Now we may check Airflow state and run our DAGs manually or using Airflow API endpoints:

# test Airflow webserver is running
curl localhost:8080/api/experimental/test
{"status":"OK"}
# Start DAG with <DAG_ID>
curl -X POST http://localhost:8080/api/experimental/dags/<DAG_ID>/dag_runs     -H 'Cache-Control: no-cache'     -H 'Content-Type: application/json'     -d '{"conf":"{"key":"value"}"}'

By default, upon creation, DAGs are paused, so you may need to enable DAGs manually or set configuration parameter dags_are_paused_at_creation to False.

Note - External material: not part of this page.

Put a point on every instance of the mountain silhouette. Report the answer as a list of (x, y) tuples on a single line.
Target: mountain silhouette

Google Cloud Storage: simple storage using GoogleCloudStorageHook

We have already configured access to Cloud SQL, so we may query data from SQL databases. Another useful possibility is the ability to save data in Google cloud storage. Airflow comes with many helpers, simplifying access to different services, including GCS. To test cloud storage, lets create GCS buckets using command line gsutil utility (as bucket names must be globally unique you may need to change bucket names):

gsutil mb gs://airflow-test-source
gsutil mb gs://airflow-test-dest

Now, using GoogleCloudStorageHook we may test simple storage operations. During our test drive, we save file to bucket, copy it to another bucket, and finally download it on a local disk:

from airflow import DAG
from airflow.operators.python_operator import PythonOperator
from airflow.contrib.hooks.gcs_hook import GoogleCloudStorageHook
import json
from datetime import datetime

FILE_NAME = f'./test.json'
DOWNLOAD_NAME = f'./downloaded.json'

def save_data():
    with open(FILE_NAME, 'w') as f:
        json.dump({"name":"name", "age":10}, f)

def upload_file_func():
    save_data()
    hook = GoogleCloudStorageHook()
    source_bucket = 'airflow-test-source'
    source_object = '/data/test.json'
    hook.upload(source_bucket, source_object, FILE_NAME)

def copy_file_func():
    hook = GoogleCloudStorageHook()
    source_bucket = 'airflow-test-source'
    source_object = '/data/test.json'

    dest_bucket = 'airflow-test-dest'
    dest_object = 'test.json'
    hook.copy(source_bucket, source_object, dest_bucket, dest_object)

def download_file_func():
    hook = GoogleCloudStorageHook()
    dest_bucket = 'airflow-test-dest'
    dest_object = 'test.json'
    hook.download(dest_bucket, dest_object, DOWNLOAD_NAME)
    with open(DOWNLOAD_NAME) as json_file:
        data = json.load(json_file)
    print(data)

with DAG('gcs_examples', description='DAG', schedule_interval=None, start_date=datetime(2018, 11, 1)) as dag:
    upload_file = PythonOperator(task_id='upload_file', python_callable=upload_file_func)
    copy_file   = PythonOperator(task_id='copy_file', python_callable=copy_file_func)
    download_file = PythonOperator(task_id='download_file', python_callable=download_file_func)
    upload_file >> copy_file >> download_file

Up to this point we have learned how to schedule our Airflow tasks, invoke them on demand, query data and save results after some data processing. The only missing piece is the ability to send notifications. We could do it using conventional HTTP requests, but on GCP we have an additional option: Cloud Pub/Sub. To test it, we may first create topic and publish/subscribe manually:

# create topic and subscription
gcloud pubsub topics create my-topic
gcloud pubsub subscriptions create my-sub --topic=my-topic
# publish receive
gcloud pubsub topics publish my-topic --message="hello"
gcloud pubsub subscriptions pull my-sub --auto-ack

After which we may publish notification in our DAGs using PubSubHook:

from airflow.contrib.hooks.gcp_pubsub_hook import PubSubHook
from base64 import b64encode as b64e

hook = PubSubHook()

hook.publish("google_project_id", "my-topic", [{"data": b64e("hello".encode()).decode(), 'attributes': {'type': 'greeting'}  }])

Summary

After installation to Google Kubernetes Engine, we checked our installation is working and tested two Google services: Google Cloud Storage and Google Cloud Pub/Sub. Now we are able to schedule our workflows, invoke them on demand, query and save processed data and notify other systems upon completion. With such a tooling under our belt we may start working on some serious ETL problems! The source code and installation scripts used in this project could be found on GitHub.